Internal combustion engines may utilize an exhaust system that includes a selective catalytic reduction (SCR) catalyst for reducing the amount of NOx that is ultimately discharged to the surrounding environment during operation of the engine. An SCR catalyst may utilize a liquid reductant such as an aqueous urea solution that is injected into the exhaust gasses upstream of the SCR catalyst. Prior to reaching the SCR catalyst, the water droplets within the injected solution may evaporate. The remaining urea component then hydrolyzes and decomposes into ammonia which then enters the SCR catalyst via the exhaust gas flow stream. A catalyst within the SCR catalyst facilitates a reaction between the NOx component of the exhaust gas flow stream and the ammonia to break down the NOx into water vapor and nitrogen gas. The efficiency of this NOx reduction is directly proportional to the degree of vaporization of the aqueous urea solution and uniformity of the distribution of the resulting ammonia within the engine exhaust gasses upstream of the SCR catalyst.
Various systems have been used as an attempt to address incomplete vaporization and distribution of the liquid reductant within the exhaust gas flow stream prior to entering the SCR catalyst in non-stationary or vehicle related applications. The dimensional constraints of such applications have traditionally not allowed for the requisite mixing length between the injector of the liquid reductant and the SCR catalyst to achieve sufficient vaporization and uniform distribution of ammonia across the exhaust gas flow stream profile. For example, where the liquid reductant is not sufficiently vaporized by the exhaust gasses before reaching the catalyst within the SCR catalyst, drops of liquid may be deposited onto the catalyst, which may leave residue upon evaporation and eventually lead to degradation of the catalyst.
In one approach, a system for treating exhaust gasses from an engine, the exhaust gasses routed from the engine to atmosphere through an exhaust passage, is provided.
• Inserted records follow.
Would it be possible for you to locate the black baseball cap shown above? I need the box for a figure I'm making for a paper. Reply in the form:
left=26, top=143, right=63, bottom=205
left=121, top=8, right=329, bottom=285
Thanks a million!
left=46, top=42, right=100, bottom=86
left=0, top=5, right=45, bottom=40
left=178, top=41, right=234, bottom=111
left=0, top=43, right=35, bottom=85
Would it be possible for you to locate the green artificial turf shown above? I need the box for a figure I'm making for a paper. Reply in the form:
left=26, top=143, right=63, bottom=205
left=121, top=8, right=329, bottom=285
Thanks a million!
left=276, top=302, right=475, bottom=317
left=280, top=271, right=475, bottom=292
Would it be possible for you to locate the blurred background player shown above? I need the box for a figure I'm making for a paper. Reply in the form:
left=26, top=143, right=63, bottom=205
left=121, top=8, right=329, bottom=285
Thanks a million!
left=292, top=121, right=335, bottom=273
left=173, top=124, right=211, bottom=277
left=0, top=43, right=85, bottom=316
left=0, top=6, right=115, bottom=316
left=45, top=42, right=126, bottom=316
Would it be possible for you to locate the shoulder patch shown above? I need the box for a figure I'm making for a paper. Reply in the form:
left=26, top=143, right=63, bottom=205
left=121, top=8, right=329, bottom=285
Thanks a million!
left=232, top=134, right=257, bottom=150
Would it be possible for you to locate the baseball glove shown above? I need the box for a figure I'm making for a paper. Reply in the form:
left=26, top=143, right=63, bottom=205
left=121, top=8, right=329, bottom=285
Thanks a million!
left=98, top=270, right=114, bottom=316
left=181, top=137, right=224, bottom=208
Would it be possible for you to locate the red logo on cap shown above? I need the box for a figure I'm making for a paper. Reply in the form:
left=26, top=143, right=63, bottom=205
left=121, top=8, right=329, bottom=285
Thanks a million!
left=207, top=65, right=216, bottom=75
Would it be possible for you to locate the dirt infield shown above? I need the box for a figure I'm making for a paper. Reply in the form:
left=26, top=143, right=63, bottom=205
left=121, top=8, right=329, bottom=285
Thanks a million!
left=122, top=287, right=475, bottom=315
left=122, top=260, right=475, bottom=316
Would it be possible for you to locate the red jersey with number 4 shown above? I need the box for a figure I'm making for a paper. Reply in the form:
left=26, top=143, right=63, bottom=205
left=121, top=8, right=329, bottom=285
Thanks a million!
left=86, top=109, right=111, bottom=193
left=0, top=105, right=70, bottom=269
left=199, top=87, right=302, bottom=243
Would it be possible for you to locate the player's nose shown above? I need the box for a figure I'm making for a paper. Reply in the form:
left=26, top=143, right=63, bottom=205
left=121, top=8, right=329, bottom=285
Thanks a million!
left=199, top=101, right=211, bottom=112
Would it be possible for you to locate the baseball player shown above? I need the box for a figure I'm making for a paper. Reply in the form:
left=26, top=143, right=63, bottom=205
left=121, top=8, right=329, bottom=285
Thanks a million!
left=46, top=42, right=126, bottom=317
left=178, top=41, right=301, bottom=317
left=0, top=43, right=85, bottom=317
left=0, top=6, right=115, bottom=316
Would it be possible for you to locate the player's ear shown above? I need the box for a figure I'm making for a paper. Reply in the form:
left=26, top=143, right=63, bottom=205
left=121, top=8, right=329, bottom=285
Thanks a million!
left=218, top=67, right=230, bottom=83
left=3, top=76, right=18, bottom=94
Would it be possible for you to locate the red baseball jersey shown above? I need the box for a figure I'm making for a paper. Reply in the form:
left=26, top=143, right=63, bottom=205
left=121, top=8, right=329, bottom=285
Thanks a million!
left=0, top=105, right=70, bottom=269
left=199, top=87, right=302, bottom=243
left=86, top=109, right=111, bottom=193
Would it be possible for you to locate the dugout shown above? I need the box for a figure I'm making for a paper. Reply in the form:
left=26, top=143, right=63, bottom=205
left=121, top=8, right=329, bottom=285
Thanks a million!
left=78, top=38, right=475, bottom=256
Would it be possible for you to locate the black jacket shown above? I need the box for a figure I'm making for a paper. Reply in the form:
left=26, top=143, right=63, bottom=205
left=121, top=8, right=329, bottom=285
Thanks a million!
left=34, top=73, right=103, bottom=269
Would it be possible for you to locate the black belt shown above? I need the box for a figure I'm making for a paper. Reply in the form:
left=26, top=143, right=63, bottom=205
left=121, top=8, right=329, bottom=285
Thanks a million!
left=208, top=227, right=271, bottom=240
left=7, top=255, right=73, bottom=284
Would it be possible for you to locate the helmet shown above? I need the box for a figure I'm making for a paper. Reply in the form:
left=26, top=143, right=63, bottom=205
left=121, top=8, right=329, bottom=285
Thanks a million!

The system comprises an injector directing a spray of liquid reductant into exhaust gasses against a flow of exhaust gasses; a spray target, the spray target having a front and rear surface, where the front surface is convex and generally facing a direction opposite of exhaust flow, the spray target positioned in the passage such that injected reductant impinges on the rear surface of the spray target to increase reductant vaporization; and a selective catalytic reduction catalyst positioned downstream of the injector and downstream of the spray target.
In this way, by injecting a liquid reductant on to a rear surface of a spray target with a convex front surface that generally faces a direction opposite of exhaust flow, backpressure on the engine may be reduced while also enabling sufficient vaporization and uniform distribution of the liquid reductant within the exhaust gas flow stream prior to entering the SCR catalyst.